I thought back to this question, which I think is quite interesting. The poster claimed to have proved the three-term AP case, but this isn't obvious to me. The question:
Let $\sigma:\mathbb{N}\rightarrow \mathbb{N}$ be a permutation of the set $\mathbb{N}$ of all positive integers. Show that there must be an arithmetic progression $a,a+d,a+2d$ where $d>0$ such that $\sigma(a)<\sigma(a+d)<\sigma(a+2d).$
I can prove something easier: if $\ \sigma:\mathbb{N}\to\mathbb{N}\ $ is a bijection (i.e. permuatation), then there is an increasing sequence of integers $\ (x_n)_{n\in\mathbb{N} }\ $ such that $\ \sigma(x_1) < \sigma(x_2) < \sigma(x_3) < \ldots.$
Proof: Let $\ k_1 = \sigma^{\ -1}(1).\ $ Let $\ k_2 = \sigma^{\ -1}(1) + 1.\ $ Then $\ \sigma(k_2) > \sigma(k_1).\ $ By PHP, $\ \exists\ k_3\in [k_2 + 1, k_2 + \sigma(k_2)]\ $ such that $\ \sigma(k_3) > \sigma(k_2),\ $ etc.

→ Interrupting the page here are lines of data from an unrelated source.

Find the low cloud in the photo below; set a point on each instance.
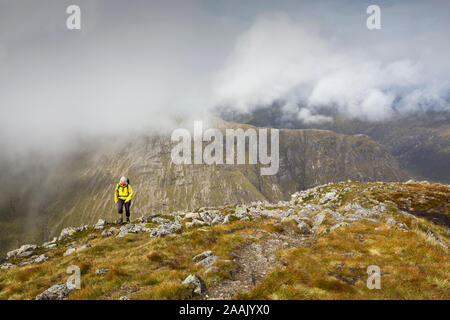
(282, 59)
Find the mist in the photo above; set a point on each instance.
(141, 66)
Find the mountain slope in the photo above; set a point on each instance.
(419, 141)
(318, 245)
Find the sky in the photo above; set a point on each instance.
(140, 65)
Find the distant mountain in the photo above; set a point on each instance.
(40, 201)
(420, 141)
(323, 243)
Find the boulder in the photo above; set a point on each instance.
(23, 252)
(66, 232)
(339, 225)
(100, 225)
(303, 227)
(205, 258)
(7, 266)
(102, 271)
(211, 269)
(110, 232)
(72, 250)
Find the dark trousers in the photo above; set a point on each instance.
(121, 203)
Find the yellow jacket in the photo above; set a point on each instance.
(124, 193)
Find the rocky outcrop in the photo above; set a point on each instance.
(194, 282)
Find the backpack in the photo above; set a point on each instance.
(128, 183)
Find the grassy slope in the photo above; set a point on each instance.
(413, 265)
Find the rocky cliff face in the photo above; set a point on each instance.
(307, 158)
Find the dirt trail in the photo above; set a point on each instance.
(254, 261)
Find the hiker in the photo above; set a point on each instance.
(122, 196)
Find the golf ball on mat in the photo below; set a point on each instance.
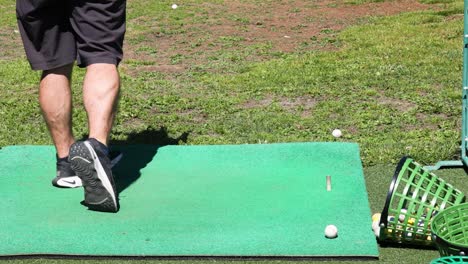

But I'm not sure how to prove the above three-term A.P. question. Any hints?
Look at $\sigma(1)$. There's only finitely many $k$ such that $\sigma(k+1) < \sigma(1)$ or $\sigma(2k+1) < \sigma(1)$.
Let $N$ be larger than all those finitely many exceptions. Then either there is some $k \ge N$ such that $\sigma(1) < \sigma(k+1) < \sigma(2k+1)$ - and we're done - or else for all $k\ge N$ we have $\sigma(k+1) > \sigma(2k+1)$.
In the second case, by applying this to $k=N, 2N, 4N, 8N,\dots$ we must have $$ \sigma(N+1) > \sigma(2N+1) > \sigma(4N+1) > \sigma(8N+1) > \dots $$ which is impossible to continue for more than $\sigma(N+1)$ steps. Contradiction!